Data is at the heart of digital transformations. However, between data and the business cases of companies there is still a big entry barrier :
With our ASGARD research project, Euranova wants to be present on the market within 2 or 3 years with the technologies and knowledge necessary to create value for our customers. The goal is to help the companies to create more value with less investments, more reliability and above all in full compliance with the legislation
Asgard’s research project was able to see the day due to the co-financing of the Walloon Region. It concentrates its research around the 4 main stages of the data value chain and address, through its research tracks, the following challenges :
The RUNE track answers to “Making data available” challenges by respecting the law and more specifically the GDPR. How to automate this access to data according to the legal basis of exploitation of the data scientist/analyst and according to the legal basis of data acquisition. This track covers NLP, Legal NLP, GPDR ontology, first order inference, …
The YGGDRASIL track answers to “Data exploitation and modelling” challenges.
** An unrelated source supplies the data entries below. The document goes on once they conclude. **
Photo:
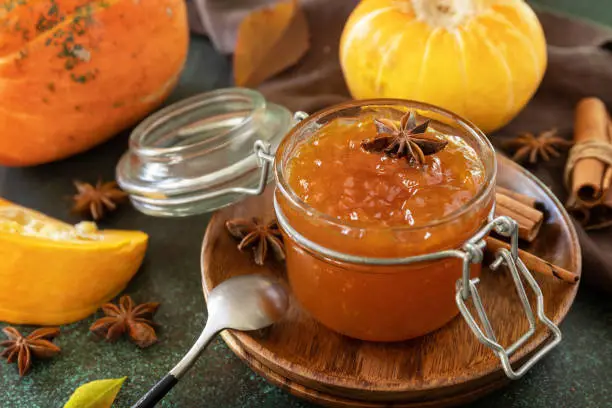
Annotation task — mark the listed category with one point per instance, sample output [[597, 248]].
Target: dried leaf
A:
[[96, 394], [269, 41]]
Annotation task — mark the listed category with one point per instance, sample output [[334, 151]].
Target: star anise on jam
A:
[[21, 349], [136, 321], [527, 146], [409, 140], [253, 233], [97, 199]]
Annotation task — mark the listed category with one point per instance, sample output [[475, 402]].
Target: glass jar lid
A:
[[181, 158]]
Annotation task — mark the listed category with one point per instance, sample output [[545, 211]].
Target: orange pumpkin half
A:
[[75, 72]]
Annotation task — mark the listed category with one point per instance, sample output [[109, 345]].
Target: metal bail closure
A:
[[466, 289]]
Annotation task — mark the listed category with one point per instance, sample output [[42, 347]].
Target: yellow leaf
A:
[[96, 394], [269, 40]]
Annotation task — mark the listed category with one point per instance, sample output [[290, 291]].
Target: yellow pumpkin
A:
[[73, 73], [54, 273], [482, 59]]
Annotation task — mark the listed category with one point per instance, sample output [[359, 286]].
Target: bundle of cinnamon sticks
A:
[[529, 215], [588, 173]]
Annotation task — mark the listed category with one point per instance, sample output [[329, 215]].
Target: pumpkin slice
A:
[[54, 273]]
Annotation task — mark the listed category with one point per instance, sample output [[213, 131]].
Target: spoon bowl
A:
[[248, 302]]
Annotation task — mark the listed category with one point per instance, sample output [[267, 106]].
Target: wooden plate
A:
[[439, 368]]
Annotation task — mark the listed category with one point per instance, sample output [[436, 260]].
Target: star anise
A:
[[95, 200], [408, 140], [21, 349], [125, 317], [528, 146], [255, 234]]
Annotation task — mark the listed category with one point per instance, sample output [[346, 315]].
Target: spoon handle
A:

The 10 largest ML conferences generate around 2500 papers per year (ICML, IJCAI, NeurIPS, AAAI, ICLR, INTELISYS, ECML, KDD, ECAI, ACL, ICIP, Big Data), it is extremely difficult for a data scientist to stay up to date with the state of the art in his field, even more so when he is 100% of his time on industrial projects. In addition, we have a new category of problems that consist of having to analyse data from different media (image, text, database, graphs, etc.). So this track helps assist/automate machine learning tasks in these multi-media cases and covers the following topics autoML, Multi model representation learning, GAN-based feature extractor.
The MJOLNIR track answers to “Deployment in production” challenges, they require the implementation of data pipelines generally composed of several data processing and storage frameworks. However, the optimisation of these frameworks is very complicated when one variable can positively or negatively influence the 500 others! We should therefore try to use ML to automatically find the configuration parameters that optimise the pipeline according to the jobs, data and budget available. Such an optimisation could improve the performance, and therefore reduce the cost, by 10 and 60. This track covers AutoTuning, Reinforcement learning, batch and stream processing, meta learning.
The VADGELMIR track answers to “Control in production, data quality” challenges. It is usually in production that we realise that the data is very different from our training data. A large part of the differences come from the quality of the data. Today there are a lot of tools for quality processing, but they are very expensive to implement and can sometimes take 3 to 5 years. Instead, we are looking for a solution that does not find the real data but limits the impact of the quality defect on the ML task. Just like an image that is blurred due to noise to which we could apply a denoising filter. We consider here that the quality defect is noise added to the initial data, so we only have to debug it This track covers GAN, missing data imputation, auto encoder, deep neural nets.